Source Code
for
A Landsat 8 Neural Network Lava Classifier
by
Glen E Gardner Jr.
Disclaimer
The information provided here is presented in the hope that others may find it interesting and useful. While great care has been taken to assure correctness, completeness, and accuracy, the provided information is presented as experimental with no guarantee of suitability for any purpose.
Credits
A very special thank you goes to NASA's Direct Readout Laboratory for their support. Without their help, this project would not have been possible.
What is this?
The software described here is a simple package of scripts and programs for Linux/Unix operating systems, which can be used to identify molten volcanic lava in Landsat 8 data sets. The software can also be used to create large, 256 M pixel (Yes, MEGA pixel) color browse images from the data.
This software is released under the GNU General Public License
How do I get the Software?
You can download it HERE.
Where do I get the Landsat 8 data sets?
You need to get the data from the US Geological Survey. You probably want to get an account on their EarthExplorer site (it is free). The data that you need is Landsat 8 collection 1, level 1 TIRS/OLI data in tar.gz GEOTIFF format.
How do I install it ?
Software installation is quick, easy, and mostly automated. Beginning with version 0.60a, the software has a scripted installer which should work on most versions of Linux. As of this writing the installation script and software have been confirmed as working on Gentoo, CentOS, Ubuntu, Debian, and OSX.
As of version 0.73a, there are two new programs; RGB2, which is an improved replacement for RGB, and "teacher" which is a simple OpenGL program that can be used to create supervised training data for the neural network based on clusters of pixels. It also has some ability to be used as a true color scene browser. Teacher requires the use of RGB2 and is not compatible with the true color RGB scenes generated by the older RGB program.
To install the software, create a directory where you wish to install the software. Then place the file "nn_classifier_0.73a.tar.gz" in that directory and extract the contents using the following command: tar -xzf nn_classifier_0.73a.tar.gz
The top level directory is "landsat". Change to that directory and complete the steps outlined in INSTALL.TXT there. Note that you will be directed to complete steps in other directories in a sequential fashion. Just follow the instructions and everything simply works.
ABOUT THE NEURAL NETWORK SOFTWARE
The neural network classifier is a pixel-by-pixel multispectral classifier intended to be used for identifying lava emissions.
This classifier uses nine of the 11 data bands provided in the Landsat 8 L1 OLI/TIRS GEOTIFF data products offered by the USGS.

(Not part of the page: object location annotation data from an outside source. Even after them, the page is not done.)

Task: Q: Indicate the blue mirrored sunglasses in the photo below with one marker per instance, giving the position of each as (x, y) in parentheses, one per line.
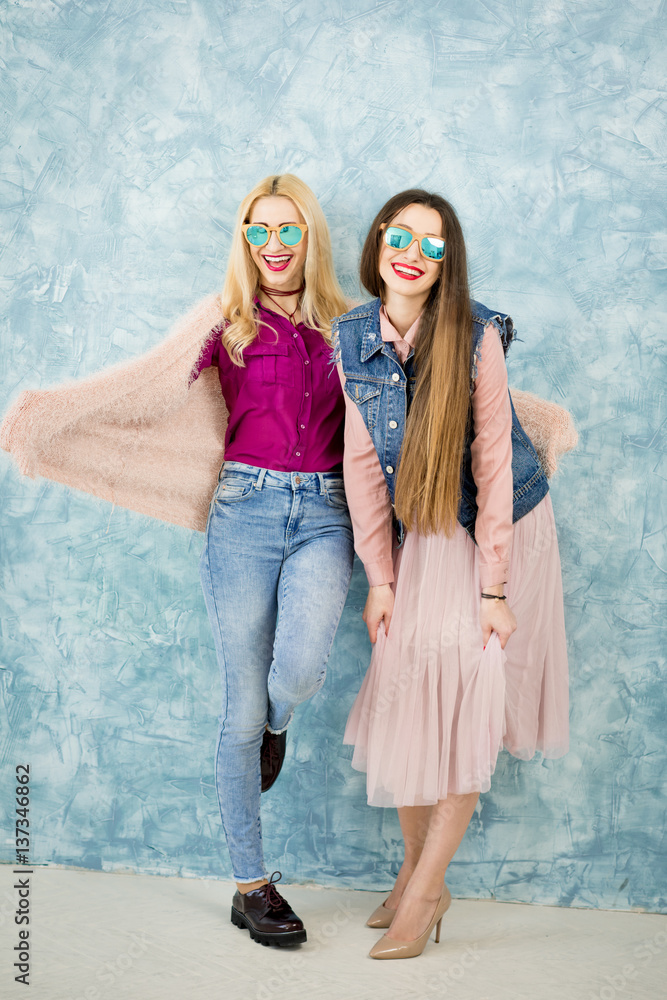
(400, 238)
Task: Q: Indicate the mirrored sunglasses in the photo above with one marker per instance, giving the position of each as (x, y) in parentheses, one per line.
(259, 236)
(400, 238)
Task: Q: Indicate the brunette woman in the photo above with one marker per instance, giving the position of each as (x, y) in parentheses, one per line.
(432, 444)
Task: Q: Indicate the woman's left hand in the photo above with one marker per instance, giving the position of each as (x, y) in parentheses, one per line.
(496, 616)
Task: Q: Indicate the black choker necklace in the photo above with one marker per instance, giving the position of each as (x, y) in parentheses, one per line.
(270, 292)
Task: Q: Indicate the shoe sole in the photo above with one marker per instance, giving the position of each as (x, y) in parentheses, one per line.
(285, 940)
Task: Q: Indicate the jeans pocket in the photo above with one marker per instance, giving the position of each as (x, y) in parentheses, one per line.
(335, 496)
(234, 487)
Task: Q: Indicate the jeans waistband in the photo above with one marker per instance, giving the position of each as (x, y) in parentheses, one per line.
(287, 480)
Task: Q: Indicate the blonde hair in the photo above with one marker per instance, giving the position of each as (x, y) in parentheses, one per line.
(322, 298)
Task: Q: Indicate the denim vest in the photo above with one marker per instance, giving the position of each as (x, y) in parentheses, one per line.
(383, 389)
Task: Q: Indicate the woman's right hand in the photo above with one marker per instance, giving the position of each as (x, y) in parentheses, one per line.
(379, 607)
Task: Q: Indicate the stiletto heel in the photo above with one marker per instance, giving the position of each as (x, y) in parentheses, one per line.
(386, 947)
(381, 917)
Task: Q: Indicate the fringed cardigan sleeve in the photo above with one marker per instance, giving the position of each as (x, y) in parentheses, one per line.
(141, 434)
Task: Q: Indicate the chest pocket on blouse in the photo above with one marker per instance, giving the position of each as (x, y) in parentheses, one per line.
(269, 363)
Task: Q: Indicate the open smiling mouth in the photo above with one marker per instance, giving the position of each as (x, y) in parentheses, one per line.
(407, 271)
(277, 262)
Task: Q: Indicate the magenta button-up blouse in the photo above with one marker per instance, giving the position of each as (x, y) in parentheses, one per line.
(286, 406)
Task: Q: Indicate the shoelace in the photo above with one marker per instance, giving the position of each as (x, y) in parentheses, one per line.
(273, 754)
(273, 897)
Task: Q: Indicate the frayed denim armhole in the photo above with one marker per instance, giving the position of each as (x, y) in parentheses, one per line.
(335, 343)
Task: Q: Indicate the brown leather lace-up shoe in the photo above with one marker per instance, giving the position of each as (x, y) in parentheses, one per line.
(267, 916)
(271, 757)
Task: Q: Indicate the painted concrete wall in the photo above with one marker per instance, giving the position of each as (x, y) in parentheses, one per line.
(129, 131)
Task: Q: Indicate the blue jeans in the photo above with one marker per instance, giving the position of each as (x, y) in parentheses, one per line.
(275, 570)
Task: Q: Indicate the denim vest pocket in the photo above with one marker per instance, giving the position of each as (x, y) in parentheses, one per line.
(367, 397)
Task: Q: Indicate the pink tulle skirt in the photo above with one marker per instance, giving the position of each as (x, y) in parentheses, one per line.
(435, 708)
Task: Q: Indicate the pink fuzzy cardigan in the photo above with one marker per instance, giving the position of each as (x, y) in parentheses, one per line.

The neural network was trained on selected Landsat 8 data containing clear examples of basaltic lava emissions. The neural network is a feed forward type, with a hidden layer, and alternating feed forward/back propagation applied iteratively during training. Supervised training was employed. Training proved to be a lengthy cut-and-try process that took place over several months. A trained set of weights that exhibited consistent behavior, good sensitivity, and high accuracy across many Landsat 8 scenes was eventually developed.
Two, two-year collections for specific scenes were evaluated as a test of the capabilities of the neural network. One study was a scene in Guatemala having three more-or-less continuously active volcanoes, and another for the large lava lakes at the large Shield Volcano, Erta Ale in Ethiopia. Scenes were examined for fire detection as well as lava emissions.
A summary of the study of a scene in Guatemala is viewable online at: http://gridtoys.com/volcano/volcano.html
Additionally, many scenes of various active volcanos were classified, with good results.
In all, the behavior of the neural network was predictable, consistent, and accurate across time, and across varying locations and conditions.
While the neural network was trained on basaltic lava emissions, it also does a decent job of detecting fires. This is unavoidable because fire and molten lava are overlapping statistical classes within the data set used.
The software was written in the C programming language, and a high degree of parallelism was achieved using asynchronous posix threads.
Exotic, platform-specific, proprietary and third party programming libraries were avoided in order to arrive at a reasonably portable solution.
The intent was to produce a neural network based lava detection program which could be run on a large variety of computers having relatively modest resources as compared to the "Big Iron" machines often used for remote sensing processing tasks. With this in mind, performance was a big factor in many of the choices made during the development of the neural network software.
For those who wish to run the neural network on their NVIDIA GPU, a version of the neural network written in CUDA is also provided.
The degree of parallelism in the posix threads version was made to be adjustable so that performance could be tuned for the hardware in use. As the software is now, it is tuned to provide good performance on the NVIDIA TX2, and the INTEL NUC. Tests on multiple core Opteron machines showed that a different tuning would be closer to optimal for "Big Iron". More recently, the classifier has been run on an NVIDIA Xavier, with good results. Tests of the CUDA version of the classifier were made on a TESLA K40 GPU, with typical run times of approximately 2.7 seconds at 64M threads.